The Hepatitis C virus kills more people in the United States today than any other virus, increasing 3.5 times over the last decade mostly because of the opioid epidemic. In addition, the prevalence of women giving birth to babies with an HCV infection has almost doubled.
The U.S. Preventative Services Task Force believes 2.4 million people are living with the HCV virus in the United States, with 75% to 85% of these cases causing people to develop depression, chronic fatigue, and liver diseases such as cirrhosis and liver cancer.

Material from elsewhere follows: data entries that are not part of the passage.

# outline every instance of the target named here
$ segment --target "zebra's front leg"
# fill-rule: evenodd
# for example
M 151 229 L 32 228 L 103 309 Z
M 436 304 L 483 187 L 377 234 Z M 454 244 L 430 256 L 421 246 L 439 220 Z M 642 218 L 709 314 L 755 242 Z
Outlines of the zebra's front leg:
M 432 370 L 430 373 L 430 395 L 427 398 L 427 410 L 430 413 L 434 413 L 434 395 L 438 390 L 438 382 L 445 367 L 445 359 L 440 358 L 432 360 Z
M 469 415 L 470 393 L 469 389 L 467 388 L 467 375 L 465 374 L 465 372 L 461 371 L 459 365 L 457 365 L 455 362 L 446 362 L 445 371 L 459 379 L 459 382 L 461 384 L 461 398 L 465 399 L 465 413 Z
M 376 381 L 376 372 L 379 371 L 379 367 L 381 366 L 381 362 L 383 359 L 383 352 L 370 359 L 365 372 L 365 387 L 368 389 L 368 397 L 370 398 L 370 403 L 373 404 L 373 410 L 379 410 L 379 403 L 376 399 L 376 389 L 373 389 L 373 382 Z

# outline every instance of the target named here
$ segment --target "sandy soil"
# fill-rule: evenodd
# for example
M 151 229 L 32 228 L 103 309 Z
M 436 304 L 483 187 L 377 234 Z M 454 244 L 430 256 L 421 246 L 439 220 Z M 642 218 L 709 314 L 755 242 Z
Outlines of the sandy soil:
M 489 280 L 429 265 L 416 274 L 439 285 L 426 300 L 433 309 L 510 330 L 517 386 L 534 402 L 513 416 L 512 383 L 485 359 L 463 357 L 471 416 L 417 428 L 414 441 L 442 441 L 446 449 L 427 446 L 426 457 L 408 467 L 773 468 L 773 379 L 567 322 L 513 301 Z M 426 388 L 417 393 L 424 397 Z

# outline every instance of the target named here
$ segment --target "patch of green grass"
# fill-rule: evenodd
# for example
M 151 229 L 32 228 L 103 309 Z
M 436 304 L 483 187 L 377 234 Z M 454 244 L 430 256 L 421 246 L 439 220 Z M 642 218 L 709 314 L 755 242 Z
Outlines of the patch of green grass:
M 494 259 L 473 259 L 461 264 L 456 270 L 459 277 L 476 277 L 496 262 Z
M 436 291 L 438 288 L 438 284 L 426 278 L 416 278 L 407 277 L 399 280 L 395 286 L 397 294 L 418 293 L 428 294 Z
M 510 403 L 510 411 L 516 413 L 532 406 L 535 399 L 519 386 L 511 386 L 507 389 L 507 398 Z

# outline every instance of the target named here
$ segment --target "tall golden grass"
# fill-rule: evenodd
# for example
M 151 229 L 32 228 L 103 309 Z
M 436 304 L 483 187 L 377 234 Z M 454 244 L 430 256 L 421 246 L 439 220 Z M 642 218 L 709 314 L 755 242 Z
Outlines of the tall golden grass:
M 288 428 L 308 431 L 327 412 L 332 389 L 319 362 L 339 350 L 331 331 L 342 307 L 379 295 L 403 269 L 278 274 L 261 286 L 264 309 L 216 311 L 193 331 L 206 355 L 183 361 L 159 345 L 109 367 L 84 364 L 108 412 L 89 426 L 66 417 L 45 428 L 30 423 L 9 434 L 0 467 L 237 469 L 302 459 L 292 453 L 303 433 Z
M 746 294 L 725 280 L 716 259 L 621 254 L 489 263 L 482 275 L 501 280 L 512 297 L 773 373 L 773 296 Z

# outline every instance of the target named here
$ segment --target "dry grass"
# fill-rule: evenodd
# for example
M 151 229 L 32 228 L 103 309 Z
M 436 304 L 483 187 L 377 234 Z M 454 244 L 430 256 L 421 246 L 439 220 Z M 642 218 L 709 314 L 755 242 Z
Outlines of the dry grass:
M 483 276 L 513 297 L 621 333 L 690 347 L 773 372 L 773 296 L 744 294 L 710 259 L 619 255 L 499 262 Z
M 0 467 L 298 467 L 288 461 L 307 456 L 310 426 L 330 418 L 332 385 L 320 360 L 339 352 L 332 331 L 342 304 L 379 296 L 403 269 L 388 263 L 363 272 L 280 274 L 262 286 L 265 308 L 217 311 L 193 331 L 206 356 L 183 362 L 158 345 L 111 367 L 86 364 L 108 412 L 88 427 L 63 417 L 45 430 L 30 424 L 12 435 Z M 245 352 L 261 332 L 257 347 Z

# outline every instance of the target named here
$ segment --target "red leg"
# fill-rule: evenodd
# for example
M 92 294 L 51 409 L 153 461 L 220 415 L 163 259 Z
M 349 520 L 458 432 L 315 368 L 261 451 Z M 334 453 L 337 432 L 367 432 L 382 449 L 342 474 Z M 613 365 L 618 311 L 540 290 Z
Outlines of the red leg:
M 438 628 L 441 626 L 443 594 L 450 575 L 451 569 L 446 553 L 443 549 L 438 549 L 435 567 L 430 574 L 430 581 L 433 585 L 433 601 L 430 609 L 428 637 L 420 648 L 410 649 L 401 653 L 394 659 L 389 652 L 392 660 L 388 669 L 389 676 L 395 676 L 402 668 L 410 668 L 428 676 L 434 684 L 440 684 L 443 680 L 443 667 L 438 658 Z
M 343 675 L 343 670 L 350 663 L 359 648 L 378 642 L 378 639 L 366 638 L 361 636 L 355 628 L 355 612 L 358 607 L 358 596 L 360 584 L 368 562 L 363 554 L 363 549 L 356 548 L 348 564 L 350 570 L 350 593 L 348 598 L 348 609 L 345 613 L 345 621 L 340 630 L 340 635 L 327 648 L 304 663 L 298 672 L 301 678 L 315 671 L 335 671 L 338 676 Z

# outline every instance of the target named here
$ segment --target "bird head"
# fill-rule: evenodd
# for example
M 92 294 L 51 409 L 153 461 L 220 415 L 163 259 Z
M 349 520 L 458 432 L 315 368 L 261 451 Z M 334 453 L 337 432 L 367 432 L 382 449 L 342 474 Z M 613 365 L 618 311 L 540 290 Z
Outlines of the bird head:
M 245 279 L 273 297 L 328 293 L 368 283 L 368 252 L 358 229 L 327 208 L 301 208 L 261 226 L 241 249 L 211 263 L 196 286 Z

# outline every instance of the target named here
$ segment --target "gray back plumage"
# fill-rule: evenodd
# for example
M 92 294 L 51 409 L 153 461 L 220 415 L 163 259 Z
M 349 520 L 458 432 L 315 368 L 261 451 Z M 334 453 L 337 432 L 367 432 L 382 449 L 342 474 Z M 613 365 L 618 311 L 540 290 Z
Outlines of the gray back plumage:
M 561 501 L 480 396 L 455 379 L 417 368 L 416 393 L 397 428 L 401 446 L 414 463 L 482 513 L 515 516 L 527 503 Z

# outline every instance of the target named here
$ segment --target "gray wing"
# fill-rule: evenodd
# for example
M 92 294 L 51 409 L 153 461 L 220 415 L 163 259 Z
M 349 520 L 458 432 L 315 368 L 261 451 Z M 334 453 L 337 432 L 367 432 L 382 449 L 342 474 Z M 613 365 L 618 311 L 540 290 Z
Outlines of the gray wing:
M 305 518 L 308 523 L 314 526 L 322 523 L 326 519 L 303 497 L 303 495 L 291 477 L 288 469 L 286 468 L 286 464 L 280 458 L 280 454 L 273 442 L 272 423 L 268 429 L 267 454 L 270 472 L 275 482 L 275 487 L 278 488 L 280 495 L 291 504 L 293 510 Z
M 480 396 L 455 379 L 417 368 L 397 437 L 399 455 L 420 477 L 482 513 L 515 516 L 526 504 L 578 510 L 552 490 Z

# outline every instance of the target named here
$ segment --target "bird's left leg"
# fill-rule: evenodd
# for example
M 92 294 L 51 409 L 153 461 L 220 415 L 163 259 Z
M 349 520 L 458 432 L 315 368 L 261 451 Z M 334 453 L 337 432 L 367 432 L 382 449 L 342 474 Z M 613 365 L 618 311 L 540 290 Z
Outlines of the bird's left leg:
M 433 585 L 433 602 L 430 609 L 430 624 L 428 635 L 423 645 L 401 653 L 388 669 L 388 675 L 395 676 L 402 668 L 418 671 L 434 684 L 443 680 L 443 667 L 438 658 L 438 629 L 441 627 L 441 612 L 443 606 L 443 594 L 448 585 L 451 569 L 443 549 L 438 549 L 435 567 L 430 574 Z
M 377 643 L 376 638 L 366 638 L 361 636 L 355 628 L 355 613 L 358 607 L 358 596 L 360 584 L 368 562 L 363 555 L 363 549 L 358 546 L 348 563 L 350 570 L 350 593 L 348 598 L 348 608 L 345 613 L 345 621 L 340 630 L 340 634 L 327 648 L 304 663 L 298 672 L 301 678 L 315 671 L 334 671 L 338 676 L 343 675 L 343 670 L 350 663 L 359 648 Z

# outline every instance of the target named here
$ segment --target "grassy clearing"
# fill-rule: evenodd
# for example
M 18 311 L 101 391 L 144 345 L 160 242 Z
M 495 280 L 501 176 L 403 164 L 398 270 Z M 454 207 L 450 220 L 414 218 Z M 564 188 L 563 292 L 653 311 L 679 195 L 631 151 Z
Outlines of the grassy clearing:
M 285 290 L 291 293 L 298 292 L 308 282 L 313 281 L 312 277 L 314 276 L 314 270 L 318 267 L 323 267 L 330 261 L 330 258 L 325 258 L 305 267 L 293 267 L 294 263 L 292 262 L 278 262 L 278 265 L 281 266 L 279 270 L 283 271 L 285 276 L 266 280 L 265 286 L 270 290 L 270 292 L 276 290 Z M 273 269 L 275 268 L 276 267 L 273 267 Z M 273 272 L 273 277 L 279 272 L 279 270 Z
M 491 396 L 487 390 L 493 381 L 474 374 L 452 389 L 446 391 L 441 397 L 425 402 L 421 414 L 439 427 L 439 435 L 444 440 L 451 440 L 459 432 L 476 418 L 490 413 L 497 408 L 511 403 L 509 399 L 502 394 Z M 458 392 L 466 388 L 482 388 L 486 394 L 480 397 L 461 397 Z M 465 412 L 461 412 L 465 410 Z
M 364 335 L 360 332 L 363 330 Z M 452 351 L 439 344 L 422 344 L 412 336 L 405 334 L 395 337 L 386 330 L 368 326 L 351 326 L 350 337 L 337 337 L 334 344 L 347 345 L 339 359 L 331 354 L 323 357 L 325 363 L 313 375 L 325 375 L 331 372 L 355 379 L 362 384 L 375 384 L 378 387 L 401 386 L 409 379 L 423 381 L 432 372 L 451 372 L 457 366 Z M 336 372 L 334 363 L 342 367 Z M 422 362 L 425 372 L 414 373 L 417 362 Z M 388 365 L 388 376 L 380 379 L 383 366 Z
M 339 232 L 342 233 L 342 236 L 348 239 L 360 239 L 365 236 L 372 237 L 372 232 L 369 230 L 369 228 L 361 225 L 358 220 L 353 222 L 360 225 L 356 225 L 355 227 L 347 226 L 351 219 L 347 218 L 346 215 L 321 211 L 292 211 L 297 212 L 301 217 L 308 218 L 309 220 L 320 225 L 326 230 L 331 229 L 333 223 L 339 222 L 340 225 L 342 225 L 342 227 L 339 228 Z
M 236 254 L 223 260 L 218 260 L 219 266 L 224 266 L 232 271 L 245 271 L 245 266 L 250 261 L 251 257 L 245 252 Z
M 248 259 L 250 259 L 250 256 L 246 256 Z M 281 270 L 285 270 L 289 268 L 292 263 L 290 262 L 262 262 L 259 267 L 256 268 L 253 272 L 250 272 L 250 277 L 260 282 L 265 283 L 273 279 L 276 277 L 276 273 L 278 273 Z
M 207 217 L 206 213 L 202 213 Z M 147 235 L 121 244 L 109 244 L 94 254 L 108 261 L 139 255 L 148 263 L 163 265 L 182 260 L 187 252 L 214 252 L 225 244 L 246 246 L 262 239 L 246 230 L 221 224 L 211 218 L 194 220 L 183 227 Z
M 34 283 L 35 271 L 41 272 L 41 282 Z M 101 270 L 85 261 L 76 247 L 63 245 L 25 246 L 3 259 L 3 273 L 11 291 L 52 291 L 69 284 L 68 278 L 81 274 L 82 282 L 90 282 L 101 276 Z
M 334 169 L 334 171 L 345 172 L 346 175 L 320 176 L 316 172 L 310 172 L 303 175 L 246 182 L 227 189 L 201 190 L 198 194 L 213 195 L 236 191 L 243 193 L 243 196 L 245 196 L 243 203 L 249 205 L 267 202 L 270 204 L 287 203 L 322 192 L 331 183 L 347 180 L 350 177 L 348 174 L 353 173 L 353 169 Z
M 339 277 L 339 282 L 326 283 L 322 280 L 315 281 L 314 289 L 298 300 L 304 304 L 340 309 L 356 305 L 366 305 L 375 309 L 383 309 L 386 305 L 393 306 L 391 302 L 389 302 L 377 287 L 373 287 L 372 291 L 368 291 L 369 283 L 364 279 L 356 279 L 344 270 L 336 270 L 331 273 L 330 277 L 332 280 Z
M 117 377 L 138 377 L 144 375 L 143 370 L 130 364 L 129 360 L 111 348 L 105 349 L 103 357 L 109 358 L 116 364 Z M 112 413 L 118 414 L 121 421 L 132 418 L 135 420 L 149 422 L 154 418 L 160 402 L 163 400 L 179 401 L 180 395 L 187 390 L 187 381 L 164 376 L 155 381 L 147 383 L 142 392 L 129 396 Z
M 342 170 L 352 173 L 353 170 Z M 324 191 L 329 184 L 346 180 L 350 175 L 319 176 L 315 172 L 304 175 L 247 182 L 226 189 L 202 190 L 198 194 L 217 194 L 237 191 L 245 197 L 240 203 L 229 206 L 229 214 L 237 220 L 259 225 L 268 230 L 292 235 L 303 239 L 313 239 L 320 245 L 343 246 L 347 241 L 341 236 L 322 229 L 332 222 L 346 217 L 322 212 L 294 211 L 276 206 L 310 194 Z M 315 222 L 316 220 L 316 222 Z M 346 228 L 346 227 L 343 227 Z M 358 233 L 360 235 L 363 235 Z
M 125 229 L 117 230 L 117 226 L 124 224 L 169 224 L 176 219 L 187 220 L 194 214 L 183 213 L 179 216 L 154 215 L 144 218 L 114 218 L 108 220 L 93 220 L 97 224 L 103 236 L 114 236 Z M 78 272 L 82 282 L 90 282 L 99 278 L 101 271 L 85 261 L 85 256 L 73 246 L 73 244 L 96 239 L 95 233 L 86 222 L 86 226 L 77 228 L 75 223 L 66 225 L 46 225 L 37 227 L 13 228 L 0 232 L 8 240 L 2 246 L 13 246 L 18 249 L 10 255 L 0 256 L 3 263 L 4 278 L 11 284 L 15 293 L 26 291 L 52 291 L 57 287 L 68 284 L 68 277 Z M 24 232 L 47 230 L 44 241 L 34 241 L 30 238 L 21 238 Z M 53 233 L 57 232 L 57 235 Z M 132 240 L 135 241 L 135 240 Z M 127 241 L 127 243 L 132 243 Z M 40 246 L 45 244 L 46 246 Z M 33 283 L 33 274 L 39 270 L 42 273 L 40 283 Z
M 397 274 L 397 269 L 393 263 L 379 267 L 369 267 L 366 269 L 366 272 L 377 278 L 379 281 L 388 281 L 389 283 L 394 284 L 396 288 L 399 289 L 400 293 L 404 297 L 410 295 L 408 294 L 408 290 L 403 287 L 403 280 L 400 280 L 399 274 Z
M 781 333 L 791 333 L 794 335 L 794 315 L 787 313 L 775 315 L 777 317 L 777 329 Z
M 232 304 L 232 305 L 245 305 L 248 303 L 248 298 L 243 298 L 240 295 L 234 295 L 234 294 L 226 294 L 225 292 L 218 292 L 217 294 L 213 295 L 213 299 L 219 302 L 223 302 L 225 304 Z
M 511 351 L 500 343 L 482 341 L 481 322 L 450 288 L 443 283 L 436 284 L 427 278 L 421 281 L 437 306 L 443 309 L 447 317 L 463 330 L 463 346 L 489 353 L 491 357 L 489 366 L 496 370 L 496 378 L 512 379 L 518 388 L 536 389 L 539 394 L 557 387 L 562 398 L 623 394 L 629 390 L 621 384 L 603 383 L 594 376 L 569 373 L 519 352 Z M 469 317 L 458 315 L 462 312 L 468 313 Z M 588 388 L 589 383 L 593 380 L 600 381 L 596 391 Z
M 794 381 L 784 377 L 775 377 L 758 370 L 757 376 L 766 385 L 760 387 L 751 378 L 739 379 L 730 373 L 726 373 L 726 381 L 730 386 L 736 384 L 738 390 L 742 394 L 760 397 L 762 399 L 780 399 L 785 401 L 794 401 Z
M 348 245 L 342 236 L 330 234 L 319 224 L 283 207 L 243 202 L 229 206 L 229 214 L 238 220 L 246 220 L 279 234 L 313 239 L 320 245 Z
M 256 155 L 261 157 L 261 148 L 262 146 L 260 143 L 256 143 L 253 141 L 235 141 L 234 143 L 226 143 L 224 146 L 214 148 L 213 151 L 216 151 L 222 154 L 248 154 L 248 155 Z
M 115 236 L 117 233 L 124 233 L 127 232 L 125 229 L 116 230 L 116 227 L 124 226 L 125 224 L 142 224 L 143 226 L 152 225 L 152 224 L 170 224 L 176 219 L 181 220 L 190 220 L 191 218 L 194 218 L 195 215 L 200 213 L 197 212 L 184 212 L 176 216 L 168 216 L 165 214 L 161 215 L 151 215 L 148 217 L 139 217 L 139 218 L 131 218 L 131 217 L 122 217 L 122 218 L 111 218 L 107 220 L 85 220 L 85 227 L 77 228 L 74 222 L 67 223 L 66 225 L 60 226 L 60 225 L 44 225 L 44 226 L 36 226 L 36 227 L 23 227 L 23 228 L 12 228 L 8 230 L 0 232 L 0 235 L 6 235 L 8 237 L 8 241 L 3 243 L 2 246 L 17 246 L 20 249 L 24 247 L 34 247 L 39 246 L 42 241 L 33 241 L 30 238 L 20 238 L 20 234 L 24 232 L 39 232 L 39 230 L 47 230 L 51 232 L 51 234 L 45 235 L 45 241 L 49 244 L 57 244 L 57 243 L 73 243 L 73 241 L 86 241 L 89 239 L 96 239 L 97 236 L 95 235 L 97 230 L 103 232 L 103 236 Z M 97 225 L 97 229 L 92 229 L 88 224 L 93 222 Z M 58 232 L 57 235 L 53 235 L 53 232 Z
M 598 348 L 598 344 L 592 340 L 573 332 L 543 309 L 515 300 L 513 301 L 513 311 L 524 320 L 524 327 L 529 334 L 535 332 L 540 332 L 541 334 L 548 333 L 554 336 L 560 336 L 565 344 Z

Almost one-third of people ages 18 to 30 infected with the virus injected drugs like opioids, and 70% to 90% of older infected users once injected drugs in the past.
The frightening rise in Hepatitis C infections has caused the Task Force to recommend that clinicians screen all adults 18 to 79 years old for the virus, even if they are not presenting any symptoms. Medicine hematologist Amanda Cheung told Scope that patients with chronic HCV often do not have symptoms of infection for decades after exposure. Consequently, once the virus has been discovered it has “already started to wreak havoc on their bodies and causes development of cirrhosis, liver failure, liver cancer, or death.”
Universal screening is imperative. If discovered early, today the Hepatitis C infection can be cured for about 95% of patients using oral medications with few side effects.
“With such an effective means for cure, it only makes sense to universally screen patients,” Cheung quoted to Scope. “Implementation of universal screening will also decrease the likelihood of primary care physicians forgetting who does or does not need screening — and it avoids the sometimes uncomfortable discussion with the patient about why they have been labeled as high risk and needing further screening.”